The encyclopedia anyone can edit may soon be edited by no one — on purpose.
Over 800 Wikipedia editors have signed a petition promising collective action after the Wikimedia Foundation disbanded a six-person engineering team that built the tools volunteers actually use: plagiarism detectors, dark mode, chart and graph features. The Community Tech team was one of the few bridges between the foundation’s paid staff and the site’s unpaid workforce.
On May 20, the WMF announced it was dissolving the team, calling the centralized structure a source of “frequent bottlenecks and delays.” The work would be distributed across other teams. Editors were not persuaded.
“If it’s not about the money, it’s not about the union, why aren’t you backtracking like hell right now?” said Hannah Clover, an editor and former Wikimedian of the Year.
The union comment is not incidental. Foundation staff recently announced their intent to organize as Wiki Workers United. The WMF denies the layoffs are connected, telling The Register the decision was “not in any way connected to discussions about unionizing.” The timing has done it no favors.
What does a Wikipedia strike look like? Under one proposal, editors would remove only the most egregious abuse — personal information, harassment, fabricated claims about living people. Routine vandalism, spam, and minor rule-breaking would go unmoderated. Pages could go blank or drift out of date.

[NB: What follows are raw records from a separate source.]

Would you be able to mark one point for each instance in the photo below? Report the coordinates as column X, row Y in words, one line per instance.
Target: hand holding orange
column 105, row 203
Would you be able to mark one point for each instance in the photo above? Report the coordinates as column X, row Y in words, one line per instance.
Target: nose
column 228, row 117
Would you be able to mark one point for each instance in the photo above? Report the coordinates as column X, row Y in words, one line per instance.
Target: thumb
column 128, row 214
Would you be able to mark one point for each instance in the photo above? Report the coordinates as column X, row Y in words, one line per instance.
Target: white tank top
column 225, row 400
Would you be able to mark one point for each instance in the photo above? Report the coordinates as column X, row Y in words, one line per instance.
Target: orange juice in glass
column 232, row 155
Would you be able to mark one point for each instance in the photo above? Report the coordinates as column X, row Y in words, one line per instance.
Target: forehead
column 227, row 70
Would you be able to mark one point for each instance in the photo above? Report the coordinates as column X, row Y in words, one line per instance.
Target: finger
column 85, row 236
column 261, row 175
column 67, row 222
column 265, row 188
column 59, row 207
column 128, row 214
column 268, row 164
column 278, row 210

Volunteers have also discussed sabotaging the donation banners that appear across Wikipedia — either disabling them or repurposing them to critique the layoffs. The foundation pulled in over $200 million last fiscal year and employs roughly 700 paid staff.

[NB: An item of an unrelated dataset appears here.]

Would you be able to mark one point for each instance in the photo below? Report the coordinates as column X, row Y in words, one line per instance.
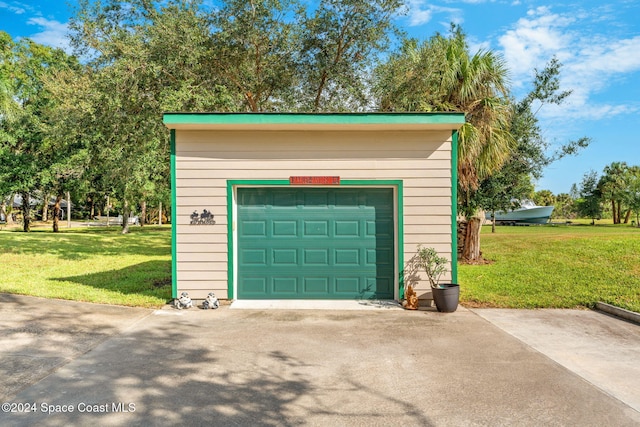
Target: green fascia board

Co-founder Jimmy Wales has been arguing with contributors on discussion pages, telling them it’s “time to get serious about meeting community needs.” Volunteers, by and large, were not comforted.
A former WMF employee put it more bluntly to The Verge: “This follows a pattern of breaking up community-facing teams with the idea that now everyone’s going to be responsible for it. And what happens every time is no one’s responsible for it, and then it gets neglected.”